His eyebrows rose in plaintive perplexity. It was as though that new grin of hers—clearly born of a diabolical sensibility—ignited in him the awareness that…
“You ever try to drown someone before?”
She asked the question as though nothing had changed between them, as though this was part of her deadpan series of earlier queries. She turned back to the lake before them.
“What do you mean?” he asked, doing his best to remain calm despite the trembling from the cold and his growing anxiety. No, not her too?
She chucked another rock at the lake—this time much harder, as though attempting to break through the rippling surface—which smacked the water with a clattering splash.
“Not really drowning,” she revised. “I mean, like, you know. Sexually. Like a fetish thing.”
His heart raced. His hands were growing hot, and he pulled them out of the side pockets of his mackinaw. He straightened up where he sat, off of his elbow. His fingers and the palm of his clammy hands were met with the cold shock of the frigid air encysting him.
Nowhere near the shock, though, of what the girl was all but suggesting.
“I…I’ve never thought about it before,” he spluttered through chattering teeth.
“Oh, come on,” she taunted. “Never? You’ve never seen it in a movie or heard about it in a song or something?”
“Uh, no,” he stammered. “I usually stick with the classic stuff.”
“You wanna try it? With me? Right now?”
She lifted herself off of her elbow, turned to him with an expression that evinced child-like malice, like she knew she had done wrong and was awaiting her comeuppance. Her gimlet brown eyes widened with a frenzy that frightened him.
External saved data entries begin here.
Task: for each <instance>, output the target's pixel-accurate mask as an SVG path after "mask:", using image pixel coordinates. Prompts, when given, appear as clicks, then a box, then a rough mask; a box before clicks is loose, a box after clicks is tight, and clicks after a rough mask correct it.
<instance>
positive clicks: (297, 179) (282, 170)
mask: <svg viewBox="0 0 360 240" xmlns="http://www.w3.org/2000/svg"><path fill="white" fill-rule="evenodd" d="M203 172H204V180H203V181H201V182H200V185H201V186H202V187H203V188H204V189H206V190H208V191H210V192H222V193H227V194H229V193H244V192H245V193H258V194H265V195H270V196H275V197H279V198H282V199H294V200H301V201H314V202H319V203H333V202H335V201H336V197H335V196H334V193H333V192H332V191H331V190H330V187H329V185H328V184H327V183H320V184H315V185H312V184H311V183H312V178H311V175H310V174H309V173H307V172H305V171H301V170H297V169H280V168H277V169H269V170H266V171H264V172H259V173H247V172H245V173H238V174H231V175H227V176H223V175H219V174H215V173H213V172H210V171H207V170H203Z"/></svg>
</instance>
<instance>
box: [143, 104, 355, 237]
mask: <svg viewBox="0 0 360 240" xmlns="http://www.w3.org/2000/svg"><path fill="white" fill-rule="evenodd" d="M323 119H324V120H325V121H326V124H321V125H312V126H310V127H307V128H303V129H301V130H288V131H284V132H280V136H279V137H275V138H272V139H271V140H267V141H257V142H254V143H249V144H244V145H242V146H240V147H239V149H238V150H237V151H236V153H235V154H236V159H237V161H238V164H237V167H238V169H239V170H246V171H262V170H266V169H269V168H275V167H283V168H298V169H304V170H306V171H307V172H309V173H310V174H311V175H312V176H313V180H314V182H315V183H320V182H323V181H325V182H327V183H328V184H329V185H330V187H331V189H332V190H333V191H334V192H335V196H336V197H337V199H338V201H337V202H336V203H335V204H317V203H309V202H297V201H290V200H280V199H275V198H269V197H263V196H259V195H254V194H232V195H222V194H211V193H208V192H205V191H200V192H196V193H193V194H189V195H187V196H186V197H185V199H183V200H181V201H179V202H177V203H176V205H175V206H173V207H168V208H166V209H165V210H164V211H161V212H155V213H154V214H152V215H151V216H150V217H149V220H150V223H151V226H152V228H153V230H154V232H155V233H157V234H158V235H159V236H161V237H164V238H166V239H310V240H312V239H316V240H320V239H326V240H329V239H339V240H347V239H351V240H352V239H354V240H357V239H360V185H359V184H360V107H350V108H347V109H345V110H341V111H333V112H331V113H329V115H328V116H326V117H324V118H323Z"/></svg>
“Wait, wait, wait,” he said, scooting away from her without rising off of the gritty-gravelly ground.
“You don’t want to at least try it?” she stretched toward him, button-nose first.
His penis was, of course, growing erect. The rest of him was nevertheless fearful and, truthfully, a little disappointed. She would be only another distraction, no more everlasting than the grocery store women, and the polio girl. Specters living only in his mind.
This girl was not salvation. Only further torment.